AOL is the world's largest ISP, boasting close to 29 million users worldwide and around 18 million in the United States. The newly formed United Online will also compete with Microsoft's MSN Service, EarthLink, AT&T Worldnet, and others.

NetZero, Juno, and Bluelight.com--the online arm of retail giant Kmart--are three of the largest remaining free ISPs. They use their free service model to help compete against other ISPs, and they obtain revenue by selling banner advertisements and offering a premium service to subscribers willing to pay for it.

Financially Challenged

The companies' combined revenue was $41.5 million for the quarter ending March 31, they said in the statement.
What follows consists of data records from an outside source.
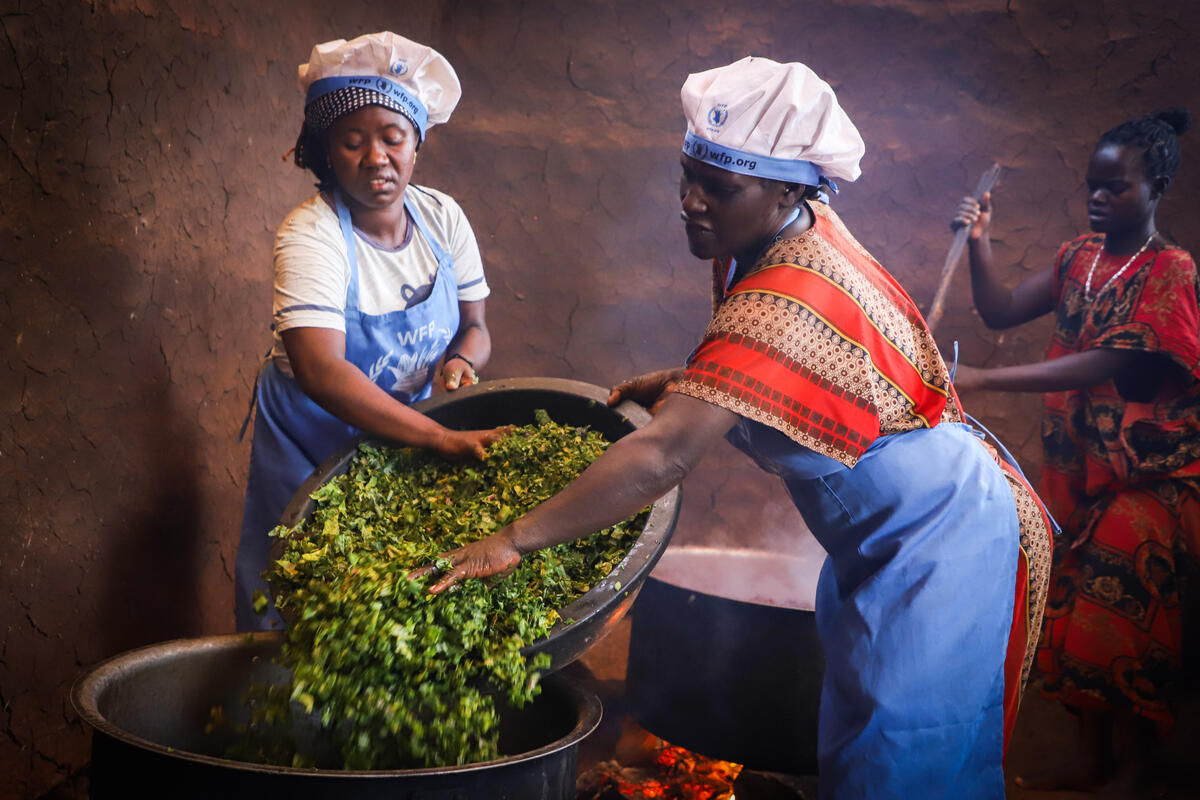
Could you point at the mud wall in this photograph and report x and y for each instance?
(142, 176)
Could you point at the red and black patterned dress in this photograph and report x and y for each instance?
(1122, 469)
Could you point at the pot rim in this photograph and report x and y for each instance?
(87, 690)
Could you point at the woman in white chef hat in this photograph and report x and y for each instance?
(377, 281)
(819, 365)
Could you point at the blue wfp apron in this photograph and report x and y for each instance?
(397, 350)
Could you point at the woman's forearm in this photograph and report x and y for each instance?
(474, 343)
(1071, 372)
(629, 476)
(345, 391)
(634, 473)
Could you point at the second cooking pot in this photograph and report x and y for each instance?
(724, 656)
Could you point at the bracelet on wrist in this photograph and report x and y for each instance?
(461, 358)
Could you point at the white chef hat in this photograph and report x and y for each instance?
(378, 70)
(757, 116)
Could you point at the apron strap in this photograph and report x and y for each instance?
(253, 395)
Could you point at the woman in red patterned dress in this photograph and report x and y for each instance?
(1122, 447)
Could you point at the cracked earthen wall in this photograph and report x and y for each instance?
(142, 179)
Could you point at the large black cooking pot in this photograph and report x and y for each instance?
(149, 709)
(724, 656)
(569, 402)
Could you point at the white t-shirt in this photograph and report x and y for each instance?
(312, 272)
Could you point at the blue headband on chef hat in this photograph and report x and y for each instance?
(766, 119)
(378, 70)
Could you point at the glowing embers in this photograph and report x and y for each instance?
(647, 767)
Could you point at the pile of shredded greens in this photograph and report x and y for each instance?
(395, 677)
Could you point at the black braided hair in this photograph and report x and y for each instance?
(311, 154)
(1156, 136)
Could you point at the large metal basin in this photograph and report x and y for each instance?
(724, 656)
(569, 402)
(149, 708)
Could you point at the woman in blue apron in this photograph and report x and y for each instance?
(820, 366)
(377, 281)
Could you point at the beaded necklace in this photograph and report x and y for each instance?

Both firms have experienced financial challenges of late. Juno's revenue more than doubled to $114 million in 2000, but its net losses grew even faster--to $131.4 million, up from $55.8 million. NetZero's net revenue increased 63 percent to $32.5 million in the last six months of 2000, but its net loss rose 83 percent to $72.2 million.

Both companies have announced plans to wean themselves from a revenue model based heavily on advertising. NetZero requires anyone logged on to its free service for more than 40 hours a month to start paying premium service charges of $9.95 monthly. Juno announced controversial plans in January to create a distributed supercomputing service for researchers using downtime on its subscribers' computers. The plan included changes in subscribers' service agreements that could conceivably require them to leave their computers on all day and allow Juno to initiate a periodic connection to download data from participants' hard drives.

However, both ISPs recently said they expect their free and low-cost service to benefit from AOL's recent decision to raise rates.

Past Disputes Set Aside

Ironically, NetZero and Juno met not long ago in court. NetZero sued Juno over Juno's use of an advertising and navigation window that NetZero contended infringed on a NetZero patent.

Juno, meanwhile, sued both NetZero and Qualcomm last year, accusing them of infringing on one of Juno's patents that lets users view Web content while offline.

About two-thirds of Juno's revenue comes from subscriptions to its premium services, and the rest comes from advertising and electronic commerce in its so-called Juno Guide, the ISP said at the time of the dispute. NetZero argued that Juno's approach too closely copied its NetZero ZeroPort window and won a temporary injunction, which was later lifted.

(George A. Chidi Jr. of the IDG News Service contributed to this report.)